The album was presented at the record-breaking 11 consecutive concerts at the Arena in Verona in September 2016, and following the Black Cat World Tour. The Arena concerts, held between 16 and 28 September, were the only concerts in Italy in that year, and were special events with vast and diverse repertoire of old and new songs, and diverse special guests. With 11 more concerts at the Arena in 2017, Zucchero broke his own record, ending with three residencies and 22 concerts in one year in that location.

==Composition==
Zucchero recounts that the album was "born" during the tour in Southern parts of United States (2013). He played in cities like New Orleans, Nashville, Lafayette, and immersed himself in their blues sounds, with guitars played with bottlenecks. He wanted to reproduce sounds from films like 12 Years a Slave and Django Unchained.

He wrote the songs like in the early days when everything was simpler as didn't have nothing to lose, and didn't care about the logic of the market. He intended to have different "dress" for each song, thus entrusted seven different songs to each of album producers T Bone Burnett, Brendan O'Brien, Don Was, of which twelve were chosen. The songs show "social obligation", and few gospel songs lyrics talk about "new slaves": the migrants.

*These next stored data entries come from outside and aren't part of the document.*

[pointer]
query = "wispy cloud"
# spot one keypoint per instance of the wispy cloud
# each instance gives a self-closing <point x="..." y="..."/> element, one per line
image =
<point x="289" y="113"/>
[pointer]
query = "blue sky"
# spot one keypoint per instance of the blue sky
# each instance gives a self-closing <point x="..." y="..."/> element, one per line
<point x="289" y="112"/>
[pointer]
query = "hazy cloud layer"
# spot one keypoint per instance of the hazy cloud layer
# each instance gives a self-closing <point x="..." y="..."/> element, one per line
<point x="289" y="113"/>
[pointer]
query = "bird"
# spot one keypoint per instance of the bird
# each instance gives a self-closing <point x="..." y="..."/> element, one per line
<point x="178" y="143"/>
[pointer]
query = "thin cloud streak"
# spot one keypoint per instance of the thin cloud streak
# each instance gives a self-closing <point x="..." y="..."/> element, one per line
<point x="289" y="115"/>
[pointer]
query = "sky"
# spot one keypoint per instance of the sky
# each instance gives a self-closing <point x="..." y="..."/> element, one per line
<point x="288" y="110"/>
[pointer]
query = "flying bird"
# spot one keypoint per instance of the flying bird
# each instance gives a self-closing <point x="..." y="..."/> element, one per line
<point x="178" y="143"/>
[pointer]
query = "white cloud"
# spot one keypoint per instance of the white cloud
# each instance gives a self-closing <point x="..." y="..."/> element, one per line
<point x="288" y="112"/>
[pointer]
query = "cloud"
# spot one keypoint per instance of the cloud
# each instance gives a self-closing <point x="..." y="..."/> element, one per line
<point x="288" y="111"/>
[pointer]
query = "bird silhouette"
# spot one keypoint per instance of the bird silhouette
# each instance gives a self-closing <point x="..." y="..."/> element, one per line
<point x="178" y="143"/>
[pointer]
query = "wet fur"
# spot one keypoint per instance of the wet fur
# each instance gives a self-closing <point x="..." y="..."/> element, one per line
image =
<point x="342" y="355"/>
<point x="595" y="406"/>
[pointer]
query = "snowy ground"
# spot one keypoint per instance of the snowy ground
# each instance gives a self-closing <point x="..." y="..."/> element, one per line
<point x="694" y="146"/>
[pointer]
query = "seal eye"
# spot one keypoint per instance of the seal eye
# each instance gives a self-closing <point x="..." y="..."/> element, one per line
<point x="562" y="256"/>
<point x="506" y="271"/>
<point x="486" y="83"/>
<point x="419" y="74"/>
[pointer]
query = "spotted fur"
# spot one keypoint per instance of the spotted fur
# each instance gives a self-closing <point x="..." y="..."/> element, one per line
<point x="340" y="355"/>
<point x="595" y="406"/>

In the single Partigiano Reggiano (Partisan from Reggio) a verse sings Bella ciao. Although the Reggio Emilia province was "red", and his uncle during World War II was deported to Germany, he "speak not of right or left, but someone who has ideals and that is ready to make wall against what does not work".

==Release==
The album was released on 29 April 2016 by Universal, in CD, standard vinyl and limited edition red vinyl. It was released in three different versions; Italian, International (with English and Spanish version), Japanese. The song "Partigiano Reggiano" is album's first single in Italy, released 24 March, while "Voci (Namanama Version)" the album's first single internationally, released 25 March.

==Track listing==

| No. | Title | Lyrics | Music | Length |
|---|---|---|---|---|
| 1. | "Partigiano reggiano" |  |  |  |
| 2. | "13 buone ragioni" |  |  |  |
| 3. | "Ti voglio sposare" |  |  |  |
| 4. | "Ci si arrende" (feat. Mark Knopfler) |  |  |  |
| 5. | "Ten More Days" | Avicii, Simon Aldred | Avicii, Simon Aldred |  |
| 6. | "L'anno dell'amore" | Zucchero, D. M. Troiano, H. Sullivan, R. Kenner, P. Glan J., P. Panella | Zucchero, D. M. Troiano, H. Sullivan, R. Kenner, P. Glan J. |  |
| 7. | "Hey Lord" |  |  |  |
| 8. | "Fatti di sogni" |  |  |  |
| 9. | "La tortura della luna" |  | Zucchero, N. Ruzicka, S. Ioannou |  |
| 10. | "Love Again" |  |  |  |
| 11. | "Terra incognita" |  |  |  |
| 12. | "Voci (Namanama Version)" |  | Loney, Dear, Zucchero |  |
| 13. | "Streets of Surrender (S.O.S)" (feat. Mark Knopfler) | Bono, S. Carmody |  |  |

==Charts==

===Weekly charts===

| Chart (2016) | Peak position |
|---|---|
| Argentine Albums (CAPIF) | 4 |
| Austrian Albums (Ö3 Austria) | 2 |
| Belgian Albums (Ultratop Flanders) | 33 |
| Belgian Albums (Ultratop Wallonia) | 27 |
| Czech Albums (ČNS IFPI) | 17 |
| Croatian International Albums (HDU) | 36 |
| Dutch Albums (Album Top 100) | 24 |
| German Albums (Offizielle Top 100) | 13 |
| French Albums (SNEP) | 51 |
| US World Albums | 9 |
| Italian Albums (FIMI) | 1 |
| Swiss Albums (Schweizer Hitparade) | 1 |

===Year-end charts===

| Chart (2016) | Position |
|---|---|
| Austrian Albums (Ö3 Austria) | 29 |
| Belgian Albums (Ultratop Wallonia) | 148 |
| Swiss Albums (Schweizer Hitparade) | 11 |
| Italian Albums (FIMI) | 9 |
| Chart (2017) | Position |
| Italian Albums (FIMI) | 71 |

==Certifications==

| Region | Certification | Certified units/sales |
| Austria (IFPI Austria) | Gold | 7,500^{*} |
| Switzerland (IFPI Switzerland) | Gold | 10,000^{^} |
| Italy (FIMI) | 2× Platinum | 100,000^{*} |
^{*} Sales figures based on certification alone. ^{^} Shipments figures based on certification alone.